Hiernaast leeft de angst dat de CO2-belasting door de bedrijven simpelweg zou worden doorberekend in de prijzen van hun producten en diensten, en de Nederlandse burger uiteindelijk toch zou opdraaien voor de kosten.
De nadelen samengevat: specifieke bedrijfstakken worden hard geraakt, wat tot lagere werkgelegenheid en faillissementen kan leiden, terwijl het uiteindelijk toch de burger is die voor de CO2-belasting betaalt.
En dus?
Met trouwe verdedigers van het bedrijfsleven in de regering zal de CO2-belasting het klimaatakkoord waarschijnlijk niet halen. Zonder die extra prikkel voor het bedrijfsleven zal het verminderen van de CO2-uitstoot des te moeilijker worden. Miljarden om de transitie naar duurzaam verder te versnellen, ontbreken dan ook.

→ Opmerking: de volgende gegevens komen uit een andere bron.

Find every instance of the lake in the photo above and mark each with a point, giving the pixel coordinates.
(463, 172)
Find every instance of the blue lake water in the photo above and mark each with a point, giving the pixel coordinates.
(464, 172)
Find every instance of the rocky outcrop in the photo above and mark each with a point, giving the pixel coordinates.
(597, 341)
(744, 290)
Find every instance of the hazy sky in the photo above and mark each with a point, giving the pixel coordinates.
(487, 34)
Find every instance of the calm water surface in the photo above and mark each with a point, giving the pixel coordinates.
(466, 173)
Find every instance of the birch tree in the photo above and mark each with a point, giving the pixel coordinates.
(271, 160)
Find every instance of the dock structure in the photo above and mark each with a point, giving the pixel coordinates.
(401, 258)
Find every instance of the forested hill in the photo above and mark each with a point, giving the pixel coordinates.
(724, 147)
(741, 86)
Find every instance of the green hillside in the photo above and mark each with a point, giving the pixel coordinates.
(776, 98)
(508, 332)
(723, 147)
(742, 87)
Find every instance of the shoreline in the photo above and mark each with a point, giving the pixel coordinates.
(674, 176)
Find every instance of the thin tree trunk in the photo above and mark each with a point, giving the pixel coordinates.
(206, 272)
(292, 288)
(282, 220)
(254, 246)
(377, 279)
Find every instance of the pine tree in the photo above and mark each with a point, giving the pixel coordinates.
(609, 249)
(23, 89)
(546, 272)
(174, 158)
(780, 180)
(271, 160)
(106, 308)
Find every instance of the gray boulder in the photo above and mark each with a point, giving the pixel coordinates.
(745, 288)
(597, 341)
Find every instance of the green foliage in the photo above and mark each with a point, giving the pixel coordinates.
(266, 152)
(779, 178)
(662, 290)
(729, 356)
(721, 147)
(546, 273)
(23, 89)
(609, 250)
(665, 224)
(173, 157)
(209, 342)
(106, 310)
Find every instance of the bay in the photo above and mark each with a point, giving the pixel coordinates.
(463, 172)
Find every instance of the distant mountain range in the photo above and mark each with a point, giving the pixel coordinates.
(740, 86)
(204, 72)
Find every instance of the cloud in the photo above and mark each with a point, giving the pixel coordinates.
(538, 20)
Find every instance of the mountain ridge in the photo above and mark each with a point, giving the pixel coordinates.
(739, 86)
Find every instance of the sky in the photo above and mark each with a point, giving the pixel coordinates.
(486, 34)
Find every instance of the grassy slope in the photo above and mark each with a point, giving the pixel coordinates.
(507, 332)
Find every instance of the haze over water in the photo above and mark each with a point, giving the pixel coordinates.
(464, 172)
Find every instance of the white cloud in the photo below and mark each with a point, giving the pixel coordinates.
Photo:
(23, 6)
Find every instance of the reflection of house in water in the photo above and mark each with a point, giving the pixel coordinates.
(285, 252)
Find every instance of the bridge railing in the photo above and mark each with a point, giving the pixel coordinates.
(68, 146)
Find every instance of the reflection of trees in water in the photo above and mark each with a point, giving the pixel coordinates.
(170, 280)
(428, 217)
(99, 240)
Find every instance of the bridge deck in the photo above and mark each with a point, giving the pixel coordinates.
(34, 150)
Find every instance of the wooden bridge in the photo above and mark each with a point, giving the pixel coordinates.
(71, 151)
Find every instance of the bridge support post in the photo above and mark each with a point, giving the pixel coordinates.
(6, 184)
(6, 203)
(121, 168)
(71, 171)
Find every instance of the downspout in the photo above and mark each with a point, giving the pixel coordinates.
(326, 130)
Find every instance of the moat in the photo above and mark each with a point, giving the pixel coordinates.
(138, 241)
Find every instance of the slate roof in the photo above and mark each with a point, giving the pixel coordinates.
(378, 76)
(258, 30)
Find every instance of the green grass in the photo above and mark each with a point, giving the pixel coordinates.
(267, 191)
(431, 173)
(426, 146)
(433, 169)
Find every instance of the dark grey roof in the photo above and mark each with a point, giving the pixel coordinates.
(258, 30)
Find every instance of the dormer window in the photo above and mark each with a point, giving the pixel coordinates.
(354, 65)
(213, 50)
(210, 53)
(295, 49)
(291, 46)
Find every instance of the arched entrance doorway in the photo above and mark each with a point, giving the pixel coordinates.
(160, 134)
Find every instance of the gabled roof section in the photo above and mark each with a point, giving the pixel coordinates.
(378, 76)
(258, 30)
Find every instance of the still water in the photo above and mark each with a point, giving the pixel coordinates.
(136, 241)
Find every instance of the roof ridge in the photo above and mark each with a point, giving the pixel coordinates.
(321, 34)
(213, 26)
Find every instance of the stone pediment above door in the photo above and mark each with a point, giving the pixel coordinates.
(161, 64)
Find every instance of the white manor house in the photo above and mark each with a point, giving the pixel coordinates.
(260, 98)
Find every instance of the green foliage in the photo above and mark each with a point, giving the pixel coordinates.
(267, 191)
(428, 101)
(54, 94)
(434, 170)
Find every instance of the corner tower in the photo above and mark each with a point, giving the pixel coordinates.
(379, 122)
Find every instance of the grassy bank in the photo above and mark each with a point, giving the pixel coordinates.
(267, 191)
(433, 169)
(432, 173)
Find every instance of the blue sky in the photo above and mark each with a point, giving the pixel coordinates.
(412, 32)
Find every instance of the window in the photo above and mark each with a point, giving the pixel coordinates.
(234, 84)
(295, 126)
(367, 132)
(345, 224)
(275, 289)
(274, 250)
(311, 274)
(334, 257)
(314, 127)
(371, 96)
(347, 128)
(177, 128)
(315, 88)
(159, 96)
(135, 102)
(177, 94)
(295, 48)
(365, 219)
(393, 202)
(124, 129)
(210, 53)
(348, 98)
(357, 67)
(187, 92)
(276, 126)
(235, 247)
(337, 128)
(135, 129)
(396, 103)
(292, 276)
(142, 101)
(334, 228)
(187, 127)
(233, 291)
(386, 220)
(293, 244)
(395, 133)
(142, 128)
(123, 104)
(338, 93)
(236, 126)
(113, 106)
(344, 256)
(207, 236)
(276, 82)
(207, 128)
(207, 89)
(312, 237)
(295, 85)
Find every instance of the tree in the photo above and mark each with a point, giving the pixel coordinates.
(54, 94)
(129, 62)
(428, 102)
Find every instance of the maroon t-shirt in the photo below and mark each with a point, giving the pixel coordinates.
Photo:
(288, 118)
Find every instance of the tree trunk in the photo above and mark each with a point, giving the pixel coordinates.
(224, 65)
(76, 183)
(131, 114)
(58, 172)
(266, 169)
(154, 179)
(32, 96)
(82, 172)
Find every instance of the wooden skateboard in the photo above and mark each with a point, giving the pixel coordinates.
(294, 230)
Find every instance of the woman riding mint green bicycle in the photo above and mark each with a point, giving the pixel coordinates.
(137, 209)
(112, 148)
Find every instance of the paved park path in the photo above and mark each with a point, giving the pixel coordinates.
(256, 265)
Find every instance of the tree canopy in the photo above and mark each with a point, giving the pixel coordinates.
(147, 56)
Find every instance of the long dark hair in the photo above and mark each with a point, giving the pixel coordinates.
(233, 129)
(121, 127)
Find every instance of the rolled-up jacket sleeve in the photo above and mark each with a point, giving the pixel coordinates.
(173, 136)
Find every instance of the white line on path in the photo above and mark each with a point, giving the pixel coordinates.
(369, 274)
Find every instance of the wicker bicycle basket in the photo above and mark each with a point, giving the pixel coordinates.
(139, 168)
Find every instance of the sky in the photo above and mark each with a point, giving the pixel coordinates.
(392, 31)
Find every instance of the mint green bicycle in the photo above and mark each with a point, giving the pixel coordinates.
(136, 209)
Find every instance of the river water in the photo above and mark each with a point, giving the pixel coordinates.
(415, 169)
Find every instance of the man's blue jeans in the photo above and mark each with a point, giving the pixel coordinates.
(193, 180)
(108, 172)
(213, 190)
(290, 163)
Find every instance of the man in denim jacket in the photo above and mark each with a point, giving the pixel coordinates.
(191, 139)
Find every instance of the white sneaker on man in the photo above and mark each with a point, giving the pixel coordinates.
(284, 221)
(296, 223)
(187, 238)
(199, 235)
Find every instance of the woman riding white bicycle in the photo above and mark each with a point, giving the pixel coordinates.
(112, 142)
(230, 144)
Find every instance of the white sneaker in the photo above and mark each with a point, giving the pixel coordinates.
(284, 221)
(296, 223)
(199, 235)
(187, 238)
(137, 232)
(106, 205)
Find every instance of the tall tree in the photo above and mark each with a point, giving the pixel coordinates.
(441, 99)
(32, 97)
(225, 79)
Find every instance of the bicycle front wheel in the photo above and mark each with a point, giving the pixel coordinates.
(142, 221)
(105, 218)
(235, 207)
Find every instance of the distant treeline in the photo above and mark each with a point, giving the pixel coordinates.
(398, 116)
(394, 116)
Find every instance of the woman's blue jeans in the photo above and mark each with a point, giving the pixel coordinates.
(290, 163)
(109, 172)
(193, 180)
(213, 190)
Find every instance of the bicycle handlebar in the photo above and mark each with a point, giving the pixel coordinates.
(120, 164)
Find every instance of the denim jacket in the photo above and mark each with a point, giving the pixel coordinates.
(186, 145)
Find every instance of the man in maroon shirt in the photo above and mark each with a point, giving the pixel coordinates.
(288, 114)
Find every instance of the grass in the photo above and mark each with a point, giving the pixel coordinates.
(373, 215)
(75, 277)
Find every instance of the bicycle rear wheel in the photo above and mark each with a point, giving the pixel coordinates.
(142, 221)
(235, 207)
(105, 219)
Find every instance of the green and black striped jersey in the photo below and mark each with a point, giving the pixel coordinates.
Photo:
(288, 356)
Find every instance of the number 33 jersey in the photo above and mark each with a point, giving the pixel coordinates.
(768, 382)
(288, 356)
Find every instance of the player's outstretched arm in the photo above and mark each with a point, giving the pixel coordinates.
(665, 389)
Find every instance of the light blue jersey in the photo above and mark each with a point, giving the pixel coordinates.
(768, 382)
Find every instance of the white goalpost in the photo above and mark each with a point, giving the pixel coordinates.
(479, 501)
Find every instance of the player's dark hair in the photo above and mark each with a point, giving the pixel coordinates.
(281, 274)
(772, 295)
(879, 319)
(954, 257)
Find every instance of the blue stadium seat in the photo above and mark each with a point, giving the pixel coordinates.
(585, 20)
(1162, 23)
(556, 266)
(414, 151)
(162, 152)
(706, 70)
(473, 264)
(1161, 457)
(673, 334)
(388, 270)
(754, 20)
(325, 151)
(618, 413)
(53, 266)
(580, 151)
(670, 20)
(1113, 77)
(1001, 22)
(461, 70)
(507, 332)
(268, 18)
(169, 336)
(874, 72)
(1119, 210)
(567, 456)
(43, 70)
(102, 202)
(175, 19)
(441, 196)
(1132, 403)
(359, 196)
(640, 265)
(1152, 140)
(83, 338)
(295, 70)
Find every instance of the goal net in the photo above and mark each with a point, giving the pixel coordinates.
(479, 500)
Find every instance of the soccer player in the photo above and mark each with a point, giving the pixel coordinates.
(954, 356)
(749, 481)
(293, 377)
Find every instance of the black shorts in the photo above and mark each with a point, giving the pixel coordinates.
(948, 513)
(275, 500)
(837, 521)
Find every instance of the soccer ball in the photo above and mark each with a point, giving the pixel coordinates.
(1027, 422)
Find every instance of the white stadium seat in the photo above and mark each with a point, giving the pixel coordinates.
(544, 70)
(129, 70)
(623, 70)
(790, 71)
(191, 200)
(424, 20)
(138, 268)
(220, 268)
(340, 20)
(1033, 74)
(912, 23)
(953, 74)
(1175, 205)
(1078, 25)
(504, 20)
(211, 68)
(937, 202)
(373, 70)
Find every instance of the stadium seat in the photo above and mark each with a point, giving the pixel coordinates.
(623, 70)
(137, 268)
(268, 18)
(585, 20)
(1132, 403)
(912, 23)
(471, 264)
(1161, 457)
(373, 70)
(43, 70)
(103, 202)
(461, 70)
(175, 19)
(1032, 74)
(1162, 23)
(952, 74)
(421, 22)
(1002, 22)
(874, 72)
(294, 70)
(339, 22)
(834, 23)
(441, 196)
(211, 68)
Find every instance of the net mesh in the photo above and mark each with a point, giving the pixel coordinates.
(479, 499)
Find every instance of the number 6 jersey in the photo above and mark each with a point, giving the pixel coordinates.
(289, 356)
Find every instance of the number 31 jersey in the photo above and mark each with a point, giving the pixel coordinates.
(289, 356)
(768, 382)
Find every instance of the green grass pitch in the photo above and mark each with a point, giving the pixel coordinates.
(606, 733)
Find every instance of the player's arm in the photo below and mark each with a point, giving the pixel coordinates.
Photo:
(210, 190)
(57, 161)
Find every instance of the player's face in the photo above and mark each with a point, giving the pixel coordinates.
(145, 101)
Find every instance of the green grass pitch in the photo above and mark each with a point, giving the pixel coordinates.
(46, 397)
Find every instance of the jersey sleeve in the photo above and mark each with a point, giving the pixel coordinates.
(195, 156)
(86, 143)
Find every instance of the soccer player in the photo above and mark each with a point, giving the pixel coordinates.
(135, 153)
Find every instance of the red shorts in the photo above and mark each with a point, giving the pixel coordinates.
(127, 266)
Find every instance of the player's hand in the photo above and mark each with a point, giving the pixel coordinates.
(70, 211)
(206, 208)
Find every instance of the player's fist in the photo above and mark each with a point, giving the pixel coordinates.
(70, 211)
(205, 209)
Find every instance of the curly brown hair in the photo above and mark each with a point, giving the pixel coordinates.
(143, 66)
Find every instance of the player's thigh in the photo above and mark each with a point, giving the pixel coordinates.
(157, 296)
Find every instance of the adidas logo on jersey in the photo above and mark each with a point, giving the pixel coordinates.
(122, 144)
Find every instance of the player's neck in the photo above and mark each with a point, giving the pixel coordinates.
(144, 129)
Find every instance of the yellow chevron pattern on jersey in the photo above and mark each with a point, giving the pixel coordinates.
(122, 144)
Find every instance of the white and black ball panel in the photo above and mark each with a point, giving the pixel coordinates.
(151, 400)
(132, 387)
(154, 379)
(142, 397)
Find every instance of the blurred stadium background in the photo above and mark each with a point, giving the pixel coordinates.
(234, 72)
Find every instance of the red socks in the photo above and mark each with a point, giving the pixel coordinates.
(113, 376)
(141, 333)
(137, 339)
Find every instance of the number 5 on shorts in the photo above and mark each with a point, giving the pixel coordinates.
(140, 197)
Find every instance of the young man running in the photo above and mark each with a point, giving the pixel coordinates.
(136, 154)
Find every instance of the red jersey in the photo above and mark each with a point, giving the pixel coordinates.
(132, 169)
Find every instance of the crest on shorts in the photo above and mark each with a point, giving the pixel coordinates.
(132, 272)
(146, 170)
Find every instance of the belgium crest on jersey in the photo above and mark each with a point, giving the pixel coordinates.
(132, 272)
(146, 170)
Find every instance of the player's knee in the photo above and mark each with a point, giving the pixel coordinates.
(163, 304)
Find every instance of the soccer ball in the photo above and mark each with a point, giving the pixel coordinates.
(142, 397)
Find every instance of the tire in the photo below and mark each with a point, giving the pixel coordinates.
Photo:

In de bedrijfstakken die relatief veel CO2 uitstoten, zal opgelucht worden ademgehaald. De internationale concurrentiepositie van Nederland loopt geen directe schade op.
En de burger die de rekening niet krijgt voorgeschoteld? Daar kúnnen we met zijn allen blij mee zijn. Maar als je vindt dat de vervuiler moet betalen, kan het geen kwaad om je even af te vragen wie de afnemers zijn van al die producten waar de industrie zo veel CO2 voor uitstoot.